5 Ways to Win the Internet
And yet, since the revelations that Cambridge Analytica harvested our Facebook data to psychologically manipulate millions of American voters, it's even harder to see the internet as just clean fun. We've suspected that increased social media use leads to depression and low self-esteem for years, and yet when push comes to shove, it's hard to bite the bullet and delete Facebook. So how to walk the middle way through this treacherous forest of low self-esteem, internet addiction, and global surveillance? I don't really have an answer to this last one (maybe watch "Minority Report" and play a drinking game where you take a shot every time the movie accurately predicted the future?), but here are just a few suggestions about how to keep your sanity online.
1) Invest in an app blocker
I love my app blockers deeply. On my computer I use "SelfControl," a handy downloadable application that blocks certain websites for the amount of time you choose. Some people also recommend Block Site for chrome. On my phone, I pay $5 a year for the app "Freedom," which does a similar thing. You can also set that to block applications and websites on a certain schedule. For example, my phone cannot access social media or email between the hours of 10pm and 9am. I do this so that I can sleep without constantly checking social media. Actually, it's impossible to actually block the Facebook app with Freedom (you heard me. They're sneaky!) but you can delete the app from your phone and then block the App Store, which makes it so you can't redownload Facebook.
It's crucial to have windows of time when you are not on Facebook or other social media. I am a fan of all the help I can get in this.

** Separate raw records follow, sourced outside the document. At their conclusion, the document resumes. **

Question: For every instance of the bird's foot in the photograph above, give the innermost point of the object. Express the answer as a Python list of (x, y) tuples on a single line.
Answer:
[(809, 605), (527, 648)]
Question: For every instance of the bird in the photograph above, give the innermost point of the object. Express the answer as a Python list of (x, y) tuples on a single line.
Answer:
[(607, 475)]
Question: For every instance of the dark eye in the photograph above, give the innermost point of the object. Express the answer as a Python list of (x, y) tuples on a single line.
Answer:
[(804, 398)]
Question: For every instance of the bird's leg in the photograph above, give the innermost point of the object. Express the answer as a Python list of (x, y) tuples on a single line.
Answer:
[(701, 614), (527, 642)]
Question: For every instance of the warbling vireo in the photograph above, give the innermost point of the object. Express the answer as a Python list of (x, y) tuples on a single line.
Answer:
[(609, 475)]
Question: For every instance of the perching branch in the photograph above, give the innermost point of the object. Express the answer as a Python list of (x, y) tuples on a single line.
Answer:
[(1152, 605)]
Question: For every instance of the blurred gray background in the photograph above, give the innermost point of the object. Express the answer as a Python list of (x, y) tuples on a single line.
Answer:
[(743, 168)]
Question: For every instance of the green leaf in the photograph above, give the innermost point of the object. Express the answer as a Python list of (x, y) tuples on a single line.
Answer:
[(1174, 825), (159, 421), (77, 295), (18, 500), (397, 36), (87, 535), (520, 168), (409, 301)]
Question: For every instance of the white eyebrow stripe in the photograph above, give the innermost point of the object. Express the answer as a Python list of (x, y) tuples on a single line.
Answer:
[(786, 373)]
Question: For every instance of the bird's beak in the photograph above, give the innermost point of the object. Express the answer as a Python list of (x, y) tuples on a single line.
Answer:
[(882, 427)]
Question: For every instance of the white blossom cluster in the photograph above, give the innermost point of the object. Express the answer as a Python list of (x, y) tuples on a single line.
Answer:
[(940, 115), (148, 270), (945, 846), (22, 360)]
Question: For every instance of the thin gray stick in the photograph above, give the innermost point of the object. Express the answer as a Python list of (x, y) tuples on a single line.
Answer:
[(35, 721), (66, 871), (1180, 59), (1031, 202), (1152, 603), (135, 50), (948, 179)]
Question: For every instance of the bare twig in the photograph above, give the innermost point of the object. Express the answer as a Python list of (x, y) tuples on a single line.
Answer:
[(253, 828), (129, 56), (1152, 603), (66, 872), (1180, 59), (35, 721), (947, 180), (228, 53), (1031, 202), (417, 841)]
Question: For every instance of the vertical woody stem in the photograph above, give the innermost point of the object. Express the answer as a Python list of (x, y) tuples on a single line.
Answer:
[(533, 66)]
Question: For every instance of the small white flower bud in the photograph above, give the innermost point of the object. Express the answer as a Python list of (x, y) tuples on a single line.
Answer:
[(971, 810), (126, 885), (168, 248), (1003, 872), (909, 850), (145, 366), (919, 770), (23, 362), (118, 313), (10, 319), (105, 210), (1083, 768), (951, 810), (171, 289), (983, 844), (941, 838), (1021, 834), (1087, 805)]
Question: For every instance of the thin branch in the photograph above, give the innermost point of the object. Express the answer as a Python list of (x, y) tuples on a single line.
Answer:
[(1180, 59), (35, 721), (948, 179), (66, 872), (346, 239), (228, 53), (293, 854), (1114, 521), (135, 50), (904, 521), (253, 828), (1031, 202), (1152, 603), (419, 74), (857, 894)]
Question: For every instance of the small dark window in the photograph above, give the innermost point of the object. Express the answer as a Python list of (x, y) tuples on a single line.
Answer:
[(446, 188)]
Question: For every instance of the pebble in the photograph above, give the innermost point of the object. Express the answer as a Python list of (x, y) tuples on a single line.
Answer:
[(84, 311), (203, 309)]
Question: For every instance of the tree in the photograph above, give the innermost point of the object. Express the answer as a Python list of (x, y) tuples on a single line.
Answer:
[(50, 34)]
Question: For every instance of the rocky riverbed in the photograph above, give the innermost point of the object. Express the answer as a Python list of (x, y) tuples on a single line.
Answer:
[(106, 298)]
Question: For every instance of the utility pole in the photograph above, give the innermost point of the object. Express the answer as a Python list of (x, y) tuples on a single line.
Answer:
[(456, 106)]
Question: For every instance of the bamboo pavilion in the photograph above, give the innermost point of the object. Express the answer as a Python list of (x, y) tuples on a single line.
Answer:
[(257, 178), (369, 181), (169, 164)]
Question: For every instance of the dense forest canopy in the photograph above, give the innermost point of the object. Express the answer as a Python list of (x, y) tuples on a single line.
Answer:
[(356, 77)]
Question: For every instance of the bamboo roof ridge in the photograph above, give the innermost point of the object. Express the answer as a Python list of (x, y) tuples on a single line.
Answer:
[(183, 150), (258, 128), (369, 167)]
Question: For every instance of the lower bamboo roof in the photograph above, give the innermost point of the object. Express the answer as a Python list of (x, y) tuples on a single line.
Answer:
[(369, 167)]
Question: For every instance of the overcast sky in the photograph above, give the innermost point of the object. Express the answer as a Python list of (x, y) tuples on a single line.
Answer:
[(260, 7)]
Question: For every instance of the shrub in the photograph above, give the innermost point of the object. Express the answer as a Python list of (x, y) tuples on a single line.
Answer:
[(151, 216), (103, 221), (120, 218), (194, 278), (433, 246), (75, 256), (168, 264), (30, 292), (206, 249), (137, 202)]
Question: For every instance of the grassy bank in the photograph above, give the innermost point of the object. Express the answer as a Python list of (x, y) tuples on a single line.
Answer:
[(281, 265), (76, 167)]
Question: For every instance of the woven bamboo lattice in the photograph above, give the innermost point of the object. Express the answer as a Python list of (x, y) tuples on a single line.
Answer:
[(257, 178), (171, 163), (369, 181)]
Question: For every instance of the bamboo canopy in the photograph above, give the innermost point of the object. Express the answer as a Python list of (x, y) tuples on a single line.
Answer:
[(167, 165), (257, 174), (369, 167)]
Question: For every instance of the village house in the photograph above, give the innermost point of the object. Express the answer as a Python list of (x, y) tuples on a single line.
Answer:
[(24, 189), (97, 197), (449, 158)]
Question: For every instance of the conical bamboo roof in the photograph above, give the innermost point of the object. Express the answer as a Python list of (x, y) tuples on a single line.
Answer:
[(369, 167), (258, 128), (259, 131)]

2) Engage one-on one, not in a public forum
Social media is a great way to access and spread information, but it is not an effective way to engage in sensitive political or personal discussions. Although it seems tempting (and perhaps necessary) to engage the racist troll commenting on your friend's post, experience has taught me that this rarely, if ever, works well. Additionally, social justice activists in recent years have suggested it is more important to "call people in" rather than "call people out." Everyday Feminism has a good breakdown of this. Essentially, instead of shaming (or even engaging) with someone in public, it's good to contact them privately and try to have a one-on-one conversation. This makes it more likely that you will actually respond to each others' words, rather than respond from emotion. Or don't respond. Despite being evil, Steve Bannon was right when he said that the way to change politics is to change culture. Work vigorously on changing the culture, and the politics will follow. This may not happen in the comments section of Facebook.
3) Practice Right Posting
The Buddha, who lived around the 5th century BC, suggested that we all practice Right Speech. He defined this as is speech that is kind, honest, and timely. Our words can be kind, but not honest, or honest, but not kind or spoken at the right time. Even if we are practicing right speech, it is much easier to do this with words than online, because we don't relate to internet activity as speech. When posting something online it is useful to take three breaths before clicking "post," and asking yourself, "Is this kind?" As a feminist I am often quite angry at the world and prone to rants, so although my anger is valid I try to make an effort to minimize the bitter complaining I post. It might be better to do that in a journal or even a well-research essay. Is the post honest? This is all the more important in the age of fake news. Do you know who wrote the news article? Is it from a reputable source? If it is a meme, critically examine the memes message before reposting. Memes are catchy and hook us with their humor and emotional content. But are they factually true? What are they really saying? It is important to be critical of even humorous memes. Lastly, are our posts necessary? How many horrible articles about Trump do we need to repost every day? Be conscious of the Facebook feed you are creating for others. We all have to exist online together. Is a video of a cat snuggling with a dog necessary? Well, it might be. My mental health has been greatly aided by pet videos. But we all should be thinking about the virtual world we want to create.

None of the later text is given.